Merci donc au jeune chercheur d’avoir su rétablir cette vérité et faire ressusciter ainsi des communautés gasconophones à l’histoire singulière et attachante.
Cette étude est-elle parfaite pour autant ? Sans doute pas plus que tout autre travail de l’esprit humain et il faut chercher bien profondément pour y déceler d’éventuelles petites imperfections :
– au plan historique, le livre ne met pas en valeur le fait que le duché d’Aquitaine (aux contours flottants, comme on sait, de 1032 à 1453) n’appliqua pas les mesures d’expulsion prises par le royaume de France envers les Israélites de son territoire.
Un auteur ayant étudié l’histoire de ces explusions (Richard Rossin ) cite sept explusions, commençant en 533 dans le Paris de Childebert Ièr, jusqu’à celle « définitive » (mais rien ne l’est jamais) de 1394 sous Charles VI, donc avant que la France ne récupère une part significative et encore moins la totalité de l’Aquitaine.
M.Nahon en fit d’ailleurs la rectification lors de sa conférence.

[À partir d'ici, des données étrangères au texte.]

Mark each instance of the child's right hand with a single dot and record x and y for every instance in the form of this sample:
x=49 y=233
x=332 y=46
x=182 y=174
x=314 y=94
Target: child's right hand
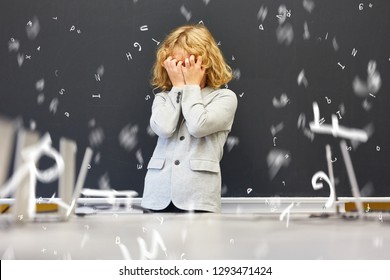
x=174 y=71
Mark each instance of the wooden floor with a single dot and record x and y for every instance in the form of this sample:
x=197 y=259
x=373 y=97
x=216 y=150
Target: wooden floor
x=197 y=237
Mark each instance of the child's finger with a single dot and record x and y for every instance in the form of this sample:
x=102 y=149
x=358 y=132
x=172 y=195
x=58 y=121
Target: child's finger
x=199 y=60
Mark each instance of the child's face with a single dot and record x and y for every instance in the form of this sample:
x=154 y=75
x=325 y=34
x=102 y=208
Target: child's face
x=179 y=54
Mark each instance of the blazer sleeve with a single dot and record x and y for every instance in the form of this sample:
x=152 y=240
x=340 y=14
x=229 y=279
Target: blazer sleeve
x=166 y=110
x=203 y=120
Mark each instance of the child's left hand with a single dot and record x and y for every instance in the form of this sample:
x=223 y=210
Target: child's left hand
x=193 y=71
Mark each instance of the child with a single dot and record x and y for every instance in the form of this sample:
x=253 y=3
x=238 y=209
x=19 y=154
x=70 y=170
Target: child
x=192 y=117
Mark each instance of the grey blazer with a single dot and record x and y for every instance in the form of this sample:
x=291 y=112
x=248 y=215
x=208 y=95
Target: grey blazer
x=192 y=125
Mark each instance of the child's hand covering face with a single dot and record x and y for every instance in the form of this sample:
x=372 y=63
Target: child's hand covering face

Y eut-il des communautés juives dans le duché pendant ces presque 450 ans ? Une étude là-dessus serait la bienvenue mais celle de M.Nahon ne porte que sur les communautés arrivées en Gascogne à partir des premières années du XVIè siècle (la "nation portugaise").
– au plan linguistique : M.Nahon explique ne pas connaitre le gascon bien qu’il s’en soit pas mal imprégné pour les besoins de son travail. Il note cependant que le parler gascon des Juifs bayonnais était demeuré de parler clair, sans doute parce qu’ils avaient adopté le vocalisme clair des zones où ils s’étaient d’abord établis : Peyrehorade, La Bastide, à l’inverse du parler bayonnais général « noir ». Au point même de clarifier en « é » certaines prononciations un peu partout en « e ».
Des doutes me sont cependant venus sur l’origine non gasconne que l’auteur prête à certains mots du parler étudié :
Traste, auquel il donne une origine portugaise alors que traste,trasteja,trastou (forme plus bayonnaise) sont largement avérées en gascon.
Ce qui pourrait peut-être être aussi le cas de mots auxquels M.Nahon donne une origine soit inconnue soit autre (judéo-provençale par exemple), tels carabocade ou picon (supposés d’origine provençale ou franco-provençale alors qu’on a aussi « picou » pour désigner la partie mobile du bât en gascon proche des territoires concernés), voire gueychous (?) ou ouardador (supposé aussi judéo-italien mais qui évoque un peu les dérivés de « goarda/guardar).
Au total, une belle et honnête étude, écrite avec élégance et qui devrait susciter l’émulation d’autres auteurs à propos d’autres milieux et d’autres lieux.